There are two unfortunate events which spoil the “White Knight” story. Surrendering to advancing U.S. forces at war’s end, he was thoughtlessly and stupidly turned over to the Russians and spent the next ten years in the cruelest kind of imprisonment in the worst gulags of the Soviet Union. And, even though returning to a career in the “new” post-war Luftwaffe, his brilliant knowledge and unrivaled leadership skills were treated with studied indifference by “political” Generals ambitious for advancement; ironically the same fate meted out to one of America’s “greatest” (in my humble opinion), WWII aviators, Paul Tibbetts – a subject for a future column.
P.S. The Soviet pilots Erich Hartmann shot down were not the hapless amateurs flying third-rate aircraft some historians claim. Flying superb Migs, Yaks, Ilushins and Airacobras, they produced more than 50 Aces of their own in WWII.

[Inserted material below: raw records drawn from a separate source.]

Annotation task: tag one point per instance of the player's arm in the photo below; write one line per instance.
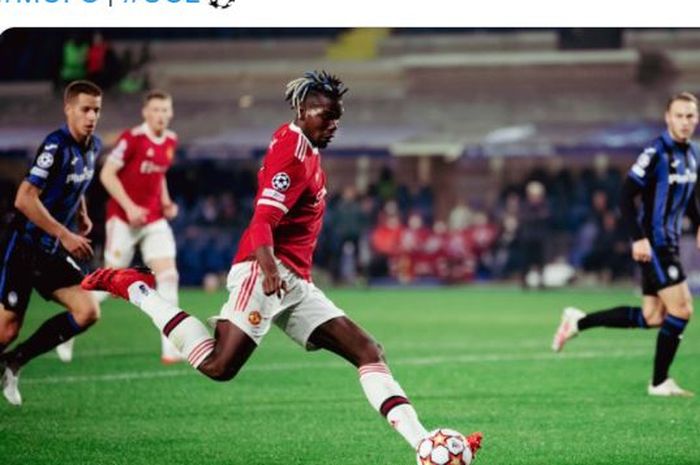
(693, 212)
(108, 176)
(170, 208)
(265, 219)
(633, 186)
(28, 201)
(84, 221)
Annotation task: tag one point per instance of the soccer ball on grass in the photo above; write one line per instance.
(446, 447)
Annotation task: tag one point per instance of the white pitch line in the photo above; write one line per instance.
(458, 359)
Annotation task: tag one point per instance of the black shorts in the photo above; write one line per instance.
(662, 271)
(24, 266)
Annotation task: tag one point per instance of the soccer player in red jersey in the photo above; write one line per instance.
(140, 205)
(270, 279)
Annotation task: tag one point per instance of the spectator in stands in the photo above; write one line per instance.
(609, 256)
(74, 60)
(385, 239)
(102, 63)
(533, 233)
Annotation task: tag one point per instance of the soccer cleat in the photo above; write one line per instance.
(474, 442)
(117, 281)
(668, 388)
(65, 350)
(10, 386)
(171, 360)
(568, 328)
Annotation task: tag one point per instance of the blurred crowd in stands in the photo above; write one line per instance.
(76, 54)
(545, 229)
(562, 222)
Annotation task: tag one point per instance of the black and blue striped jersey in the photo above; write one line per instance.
(63, 170)
(664, 174)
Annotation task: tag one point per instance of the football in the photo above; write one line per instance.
(444, 447)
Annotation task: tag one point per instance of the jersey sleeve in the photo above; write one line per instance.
(644, 169)
(123, 151)
(46, 163)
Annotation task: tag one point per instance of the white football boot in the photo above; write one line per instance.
(65, 350)
(668, 388)
(568, 328)
(10, 386)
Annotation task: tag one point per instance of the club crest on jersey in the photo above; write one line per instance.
(45, 160)
(12, 298)
(254, 318)
(281, 181)
(673, 272)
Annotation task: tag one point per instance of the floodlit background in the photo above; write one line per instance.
(470, 164)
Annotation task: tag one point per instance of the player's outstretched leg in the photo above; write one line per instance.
(166, 285)
(64, 351)
(342, 336)
(568, 327)
(218, 358)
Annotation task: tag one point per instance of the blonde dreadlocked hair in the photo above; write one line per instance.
(313, 82)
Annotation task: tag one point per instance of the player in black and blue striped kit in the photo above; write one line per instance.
(664, 178)
(38, 248)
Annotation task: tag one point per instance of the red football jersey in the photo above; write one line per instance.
(290, 180)
(144, 159)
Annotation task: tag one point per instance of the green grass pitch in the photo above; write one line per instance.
(469, 358)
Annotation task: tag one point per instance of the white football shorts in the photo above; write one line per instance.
(155, 239)
(301, 310)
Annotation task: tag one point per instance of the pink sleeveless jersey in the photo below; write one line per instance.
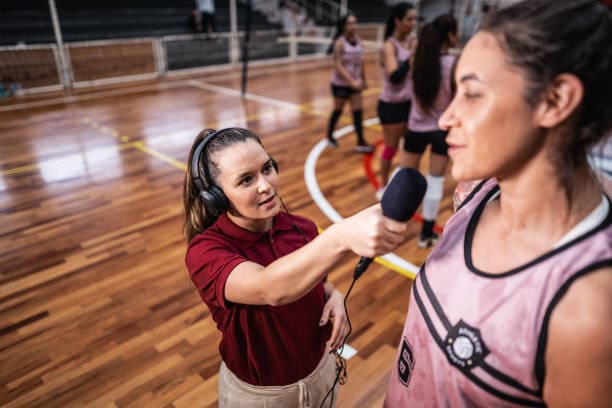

Luftwaffe “Ace” Erich Hartman at age 22, wearing the Diamonds to his Knight’s Cross, with Oak leaves and Swords - Germany's highest military award, after his 301st combat victory in August, 1944. Hartmann died in Germany September 20th, 1993 at age 71.
A rare photo of one of the few Messerschmitt Bf-109 WWII fighters still flying anywhere in the world. During the war, Germany produced nearly 34,000 of these cutting edge warbirds.
Pictured high over Oregon’s Tillamook Aviation Museum, the beautifully-maintained Lockheed P-38 "Lightning" named Tangerine is one of the last of its breed still flying. One of the most under-rated American fighters of WWII, it was this plane that made Aces out of "Tommy McGuire and Dick Bong.